Antarctica, traces of past epidemics in the ice

Past epidemics have also left traces of their passage in the Antarctic ice: samples recovered from the continent, which allow us to reconstruct the Earth's climate history going back in time, show a decrease in carbon dioxide simultaneously with a decrease in carbon dioxide. Epidemics that broke out after the first contacts between Native Americans and Europeans, during the 16th and 17th centuries.

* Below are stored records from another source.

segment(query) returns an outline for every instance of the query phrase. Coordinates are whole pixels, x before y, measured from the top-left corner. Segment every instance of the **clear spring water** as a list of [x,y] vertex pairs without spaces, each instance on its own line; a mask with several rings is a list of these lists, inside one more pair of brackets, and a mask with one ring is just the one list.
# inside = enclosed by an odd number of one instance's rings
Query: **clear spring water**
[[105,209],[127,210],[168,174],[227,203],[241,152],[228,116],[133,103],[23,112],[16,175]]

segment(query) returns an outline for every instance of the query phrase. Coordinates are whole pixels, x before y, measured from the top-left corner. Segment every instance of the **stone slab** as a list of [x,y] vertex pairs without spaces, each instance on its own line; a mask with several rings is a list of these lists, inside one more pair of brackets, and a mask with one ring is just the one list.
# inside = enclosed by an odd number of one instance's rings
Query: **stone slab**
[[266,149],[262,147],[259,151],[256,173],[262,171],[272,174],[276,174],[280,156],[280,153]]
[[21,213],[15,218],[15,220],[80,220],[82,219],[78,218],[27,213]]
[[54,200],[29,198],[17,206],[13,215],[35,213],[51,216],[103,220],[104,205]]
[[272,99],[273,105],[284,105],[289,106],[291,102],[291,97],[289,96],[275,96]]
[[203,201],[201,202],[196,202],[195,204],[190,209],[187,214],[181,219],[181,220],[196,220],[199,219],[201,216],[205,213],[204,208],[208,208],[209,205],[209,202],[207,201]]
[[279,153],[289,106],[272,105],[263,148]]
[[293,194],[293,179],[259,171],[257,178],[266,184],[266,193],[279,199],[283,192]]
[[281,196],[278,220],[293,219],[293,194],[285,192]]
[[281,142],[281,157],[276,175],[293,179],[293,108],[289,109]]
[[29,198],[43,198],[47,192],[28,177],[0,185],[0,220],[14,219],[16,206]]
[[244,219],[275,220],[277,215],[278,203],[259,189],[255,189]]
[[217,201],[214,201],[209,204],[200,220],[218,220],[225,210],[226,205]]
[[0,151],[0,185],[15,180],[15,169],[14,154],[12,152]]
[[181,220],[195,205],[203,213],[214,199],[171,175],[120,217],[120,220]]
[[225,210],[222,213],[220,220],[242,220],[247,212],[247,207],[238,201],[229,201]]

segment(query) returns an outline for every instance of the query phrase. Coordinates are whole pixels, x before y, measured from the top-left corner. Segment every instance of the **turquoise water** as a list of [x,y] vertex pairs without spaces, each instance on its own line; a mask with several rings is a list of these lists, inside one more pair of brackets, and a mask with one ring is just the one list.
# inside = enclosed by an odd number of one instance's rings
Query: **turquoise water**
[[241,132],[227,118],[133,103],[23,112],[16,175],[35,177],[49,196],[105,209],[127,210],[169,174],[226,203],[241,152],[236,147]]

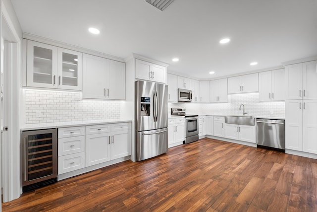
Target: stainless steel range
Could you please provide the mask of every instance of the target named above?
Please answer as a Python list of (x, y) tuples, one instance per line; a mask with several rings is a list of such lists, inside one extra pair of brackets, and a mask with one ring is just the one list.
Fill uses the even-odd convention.
[(186, 114), (185, 108), (174, 108), (171, 109), (171, 115), (185, 116), (185, 141), (184, 143), (189, 143), (198, 141), (198, 115)]

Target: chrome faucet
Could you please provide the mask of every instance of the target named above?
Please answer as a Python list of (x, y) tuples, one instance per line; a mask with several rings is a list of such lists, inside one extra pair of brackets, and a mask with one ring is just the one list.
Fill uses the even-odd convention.
[(245, 112), (244, 112), (244, 105), (243, 104), (241, 104), (240, 105), (240, 107), (239, 108), (239, 110), (241, 109), (241, 106), (243, 106), (243, 115), (244, 116), (245, 115), (248, 114), (248, 113), (246, 113)]

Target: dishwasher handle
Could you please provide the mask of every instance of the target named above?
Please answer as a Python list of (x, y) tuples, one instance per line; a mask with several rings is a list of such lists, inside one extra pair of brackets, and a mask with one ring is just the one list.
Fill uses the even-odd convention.
[(277, 125), (283, 125), (284, 123), (282, 122), (262, 122), (261, 121), (257, 121), (257, 122), (259, 123), (267, 123), (267, 124), (276, 124)]

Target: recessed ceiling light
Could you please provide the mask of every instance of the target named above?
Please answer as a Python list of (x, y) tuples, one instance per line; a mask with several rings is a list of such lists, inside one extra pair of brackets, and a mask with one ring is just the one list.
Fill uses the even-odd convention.
[(100, 31), (98, 29), (94, 27), (90, 27), (88, 30), (93, 34), (98, 34), (100, 33)]
[(224, 38), (219, 42), (220, 43), (227, 43), (230, 41), (230, 39), (229, 38)]

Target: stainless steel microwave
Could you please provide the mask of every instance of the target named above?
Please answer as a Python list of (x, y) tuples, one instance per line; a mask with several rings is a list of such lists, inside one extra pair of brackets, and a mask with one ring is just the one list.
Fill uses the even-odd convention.
[(191, 102), (193, 98), (193, 91), (190, 90), (178, 88), (178, 101)]

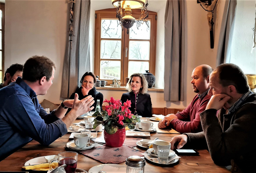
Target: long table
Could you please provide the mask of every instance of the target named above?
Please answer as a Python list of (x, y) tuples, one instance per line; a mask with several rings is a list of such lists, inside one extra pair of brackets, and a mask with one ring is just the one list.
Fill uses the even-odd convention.
[[(77, 120), (74, 122), (79, 122), (81, 121)], [(98, 133), (97, 137), (100, 137), (102, 135), (102, 132)], [(176, 134), (156, 133), (151, 134), (150, 137), (146, 139), (153, 140), (158, 137), (160, 139), (170, 141), (172, 137), (177, 135)], [(22, 171), (22, 167), (24, 166), (24, 163), (29, 160), (38, 157), (57, 155), (60, 153), (65, 151), (63, 147), (67, 142), (70, 141), (69, 139), (70, 136), (70, 133), (67, 133), (56, 140), (48, 146), (43, 146), (35, 140), (32, 141), (0, 162), (0, 171)], [(139, 147), (135, 148), (145, 151)], [(208, 151), (201, 150), (198, 151), (200, 153), (199, 156), (181, 156), (178, 164), (172, 166), (158, 166), (151, 164), (146, 161), (145, 172), (230, 173), (225, 167), (217, 166), (214, 164)], [(102, 164), (100, 162), (79, 154), (77, 168), (88, 171), (91, 168)], [(122, 163), (120, 164), (125, 165), (125, 162)], [(37, 172), (38, 172), (37, 171)]]

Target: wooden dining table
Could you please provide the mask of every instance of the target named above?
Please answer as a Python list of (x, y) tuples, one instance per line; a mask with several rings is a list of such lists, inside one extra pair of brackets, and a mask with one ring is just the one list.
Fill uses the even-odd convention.
[[(74, 123), (81, 120), (76, 120)], [(98, 132), (97, 137), (103, 135), (102, 132)], [(22, 148), (0, 162), (0, 171), (22, 171), (22, 167), (28, 160), (40, 156), (56, 155), (65, 151), (64, 146), (70, 141), (70, 133), (68, 133), (59, 138), (48, 146), (44, 146), (33, 140)], [(167, 141), (170, 141), (176, 134), (151, 133), (151, 136), (146, 139), (153, 140), (156, 138)], [(140, 147), (135, 148), (145, 151)], [(163, 166), (162, 165), (153, 164), (146, 161), (145, 167), (145, 173), (161, 172), (173, 173), (230, 173), (225, 167), (218, 166), (214, 164), (209, 152), (206, 150), (198, 150), (198, 156), (181, 156), (177, 163)], [(77, 168), (88, 171), (91, 167), (102, 163), (97, 160), (79, 153)], [(125, 165), (125, 162), (119, 164)], [(28, 170), (30, 172), (32, 171)], [(35, 172), (36, 171), (34, 171)], [(38, 171), (36, 171), (38, 173)]]

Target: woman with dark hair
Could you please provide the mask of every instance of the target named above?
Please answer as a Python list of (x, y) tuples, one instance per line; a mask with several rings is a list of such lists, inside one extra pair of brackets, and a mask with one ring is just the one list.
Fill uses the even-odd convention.
[[(103, 102), (103, 94), (101, 93), (96, 91), (94, 85), (96, 82), (96, 77), (94, 74), (92, 72), (86, 72), (83, 76), (80, 82), (82, 84), (81, 87), (77, 89), (75, 92), (72, 94), (70, 96), (70, 99), (74, 99), (75, 98), (75, 94), (76, 93), (78, 94), (78, 99), (81, 100), (85, 98), (88, 95), (91, 95), (94, 98), (94, 103), (92, 106), (94, 108), (91, 111), (95, 111), (96, 106), (97, 105), (97, 100), (100, 100), (100, 105), (101, 110), (102, 110), (102, 104)], [(69, 109), (67, 113), (69, 112), (71, 108)]]
[(144, 117), (152, 116), (152, 103), (147, 91), (147, 82), (142, 73), (134, 73), (131, 76), (126, 85), (129, 92), (124, 93), (121, 97), (123, 103), (127, 100), (131, 102), (129, 109), (134, 115)]

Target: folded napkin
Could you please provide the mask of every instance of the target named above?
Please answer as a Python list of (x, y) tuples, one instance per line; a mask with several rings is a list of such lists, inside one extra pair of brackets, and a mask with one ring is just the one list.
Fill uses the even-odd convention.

According to the study published In Nature Communications led by the British Antarctic Survey, human populations have declined dramatically as a result of the disease, and many areas are likely deserted, allowing plants to regrow and absorb large amounts of carbon dioxide. Researchers led by Amy King attempted to reconcile conflicting results obtained from two different ice cores excavated in Antarctica: while one showed a sharp decline in atmospheric carbon dioxide levels that occurred over a period of about 90 years, a peak was reached Around 1610, the other highlights a gradual decline extending even further during the 17th century. To resolve the dispute, the study authors examined a third ice core, extracted between 2018 and 2019 in the western part of Antarctica, focusing on the section covering a time period between 1454 and 1688. The results indicate that carbon dioxide levels did not change. The decline, especially from 1516 to 1670, but it was a more gradual decline.

“This confirms scenarios of large-scale reorganization of land use in the Americas – commented the researchers – after contact between the New and Old Worlds.”